For all our incantations about the wisdom of civilian control, politicians remain afraid to cross the top brass. Democrats in particular take pains to show their respect for admirals and generals. Excepting Dwight Eisenhower, whose military bona fides were for obvious reasons never questioned, every postwar president has had to deal with MacArthurism. Curtis LeMay blustered through the Kennedy administration, though JFK resisted his counsel to invade Cuba during the missile crisis. LeMay and other generals urged Lyndon Johnson to intensify the bombing of North Vietnam and escalate the war. While LBJ managed to ease LeMay into retirement, he never conquered his fear of incurring a reputation for softness in the face of Communist aggression. That insecurity kept him from winding down the war until his last year in office.

Subsequent presidents found themselves bolstering the culture's MacArthurist tendencies by their very efforts to deflect it. Worried about being challenged by military leaders, they chose not to lay down the law, a la Truman, but to showcase their deference to the armed forces - often to little avail.
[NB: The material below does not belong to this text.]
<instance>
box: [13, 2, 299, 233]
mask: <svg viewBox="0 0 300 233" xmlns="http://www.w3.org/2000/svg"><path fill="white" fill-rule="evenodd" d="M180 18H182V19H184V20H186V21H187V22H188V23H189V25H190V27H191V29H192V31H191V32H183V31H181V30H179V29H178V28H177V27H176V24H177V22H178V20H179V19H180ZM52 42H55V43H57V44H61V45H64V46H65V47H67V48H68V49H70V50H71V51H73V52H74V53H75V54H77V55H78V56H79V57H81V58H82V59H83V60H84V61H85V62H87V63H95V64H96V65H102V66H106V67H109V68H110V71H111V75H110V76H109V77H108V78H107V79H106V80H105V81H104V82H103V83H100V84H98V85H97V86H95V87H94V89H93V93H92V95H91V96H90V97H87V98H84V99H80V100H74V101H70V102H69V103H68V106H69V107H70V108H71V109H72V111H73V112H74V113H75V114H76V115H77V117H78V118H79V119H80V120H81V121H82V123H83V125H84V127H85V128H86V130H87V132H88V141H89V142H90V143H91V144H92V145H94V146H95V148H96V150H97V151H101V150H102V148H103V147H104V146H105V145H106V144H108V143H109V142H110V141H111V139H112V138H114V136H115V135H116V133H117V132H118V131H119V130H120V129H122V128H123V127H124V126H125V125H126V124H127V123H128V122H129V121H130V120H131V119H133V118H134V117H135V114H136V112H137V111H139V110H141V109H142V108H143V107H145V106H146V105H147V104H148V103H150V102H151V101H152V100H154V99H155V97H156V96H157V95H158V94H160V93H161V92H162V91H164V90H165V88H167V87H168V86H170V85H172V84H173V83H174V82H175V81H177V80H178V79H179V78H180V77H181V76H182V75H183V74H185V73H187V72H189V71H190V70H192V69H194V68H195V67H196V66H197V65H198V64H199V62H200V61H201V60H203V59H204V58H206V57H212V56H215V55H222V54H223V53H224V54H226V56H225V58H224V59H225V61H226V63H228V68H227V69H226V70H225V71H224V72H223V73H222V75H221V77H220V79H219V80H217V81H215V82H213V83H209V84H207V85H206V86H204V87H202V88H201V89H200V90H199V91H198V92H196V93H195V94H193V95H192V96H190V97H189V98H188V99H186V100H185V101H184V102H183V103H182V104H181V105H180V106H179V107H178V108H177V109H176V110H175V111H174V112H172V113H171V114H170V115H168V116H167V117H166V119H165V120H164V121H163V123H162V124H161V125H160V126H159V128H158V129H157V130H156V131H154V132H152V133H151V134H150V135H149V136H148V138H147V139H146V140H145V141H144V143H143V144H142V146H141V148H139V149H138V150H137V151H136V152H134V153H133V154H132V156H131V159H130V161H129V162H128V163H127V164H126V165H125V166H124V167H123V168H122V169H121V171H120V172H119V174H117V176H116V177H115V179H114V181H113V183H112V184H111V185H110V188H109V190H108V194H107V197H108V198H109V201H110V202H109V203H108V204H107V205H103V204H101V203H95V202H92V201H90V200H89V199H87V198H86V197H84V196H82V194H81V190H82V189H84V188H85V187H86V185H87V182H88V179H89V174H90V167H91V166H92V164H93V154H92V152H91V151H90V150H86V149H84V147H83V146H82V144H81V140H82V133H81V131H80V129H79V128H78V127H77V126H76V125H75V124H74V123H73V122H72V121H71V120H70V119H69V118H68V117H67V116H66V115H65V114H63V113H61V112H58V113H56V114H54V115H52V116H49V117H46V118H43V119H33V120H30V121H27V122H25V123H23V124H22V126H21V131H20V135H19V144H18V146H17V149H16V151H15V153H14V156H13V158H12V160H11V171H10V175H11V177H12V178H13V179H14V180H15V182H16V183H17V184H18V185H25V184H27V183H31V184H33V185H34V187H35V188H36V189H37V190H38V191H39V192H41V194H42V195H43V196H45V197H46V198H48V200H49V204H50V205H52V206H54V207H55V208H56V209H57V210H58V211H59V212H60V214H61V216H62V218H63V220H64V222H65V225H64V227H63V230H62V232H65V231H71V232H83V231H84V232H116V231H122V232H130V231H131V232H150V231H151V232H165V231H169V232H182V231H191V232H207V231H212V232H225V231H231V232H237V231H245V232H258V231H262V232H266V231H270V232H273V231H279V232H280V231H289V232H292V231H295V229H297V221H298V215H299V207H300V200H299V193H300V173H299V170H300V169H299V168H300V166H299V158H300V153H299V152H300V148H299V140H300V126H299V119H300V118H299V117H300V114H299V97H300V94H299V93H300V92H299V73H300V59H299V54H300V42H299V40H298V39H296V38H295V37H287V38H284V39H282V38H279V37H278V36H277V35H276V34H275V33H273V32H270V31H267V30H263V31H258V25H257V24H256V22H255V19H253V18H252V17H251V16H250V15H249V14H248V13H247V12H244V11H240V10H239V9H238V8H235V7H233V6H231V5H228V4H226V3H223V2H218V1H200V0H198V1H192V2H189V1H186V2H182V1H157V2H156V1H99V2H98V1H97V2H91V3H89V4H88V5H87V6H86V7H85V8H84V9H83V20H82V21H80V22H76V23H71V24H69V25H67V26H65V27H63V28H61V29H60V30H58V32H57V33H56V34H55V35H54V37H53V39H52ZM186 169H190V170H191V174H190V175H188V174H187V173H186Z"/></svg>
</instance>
In 1992, Bill Clinton tried to palliate concerns about his ability to be commander in chief by touting endorsements from Adm. William Crowe, a former chairman of the Joint Chiefs, and 21 other retired officers. But these gestures didn't stop Gen. Colin Powell or others in the armed forces from undermining him as president - particularly over letting gays serve openly. Even after that humiliation, Clinton still pandered to the culture's MacArthurism with unseemly touches that Reagan had inaugurated, such as habitually saluting servicemen and turning every D-day anniversary into a publicity stunt. Later, John Kerry, a real war hero, learned that stressing his military credentials hardly insulated him from - and in fact encouraged - MacArthurite demagoguery about his fitness to lead.

In 2008, Obama, under fire for lacking foreign policy chops, followed the Clinton route. At the Democrats' Denver convention he trotted out a procession of generals, who stood erect as a stadium of Democrats cheered. The tableau implied that the fence-sitting public should put special stock in these generals' judgment about who should make decisions on war and peace. But having struck the familiar bargain with the forces of MacArthurism, Obama is now imperiled by them, as his own general threatens to undercut his authority as commander in chief.

It's premature to discuss McChrystal's firing. For now, the rebukes from national security adviser James Jones and Defense Secretary Robert Gates seem to have chastened him. But Obama should remember that, whatever the short-term political risks, history has rewarded those who stood tall for constitutionalism - and remember, too, that capitulating to MacArthurism may serve only to make it stronger.

David Greenberg is a professor of history and media studies at Rutgers.